Its her thing, not mine, but I support her fully in who she wants to be, and I couldn't dream of not helping her find a good church family in this move.
Thanks,


----------



## fishingcacher (Mar 29, 2008)

Might want to try New Hope Church.

*http://www.mynewhope.org/288/contactus.html
*


----------



## Barbarian (Feb 12, 2009)

X 2


----------



## laguna24 (Jun 16, 2004)

Friendswood Community Church in Friendswood is great. Lots of opportunity to get plugged in. Its in Friendswood on FM 528. www.*friendswood**church*.org just a few minutes from Pearland.


----------



## Duke (Dec 27, 2007)

New Hope off 288 for sure.
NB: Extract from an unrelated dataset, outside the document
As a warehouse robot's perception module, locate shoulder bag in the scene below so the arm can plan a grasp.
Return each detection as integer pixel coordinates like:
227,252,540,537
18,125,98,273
If Pastor Tim Liston is still there, I am sure he is, he is awesome. We went for the 9 years we lived in Manvel and still make the drive from time to time.


----------



## Closer_2001 (Jul 15, 2008)

Love to have you at Clear Creek Community Church


----------



## ComeFrom? (May 21, 2004)

Another great one outside 288 that I went to with Dr. Davis' family is the New Harvest Church. Pasture Keith.


----------



## rvj (May 14, 2006)

The Church at Bethels Family. 14442 Fonmeadow drive. Pastor Walter August.


----------



## AquaSport (Aug 13, 2005)

Calvary Pearland or Covenant Community. You can't go wrong with either one.


----------



## TRACERP (May 5, 2008)

Check out New Hope. My family and kids absolutly love it there. I think you will find that they fit for what your looking for. New Hope is off 288 and I think its CR54? Just before Rodeo Palms and after CR 59. Second Baptist just moved to their new location off of Shadow Creek Parkway and Kirby area. They are more of a contempory baptist church. Hope that helps you. Good Luck!!


----------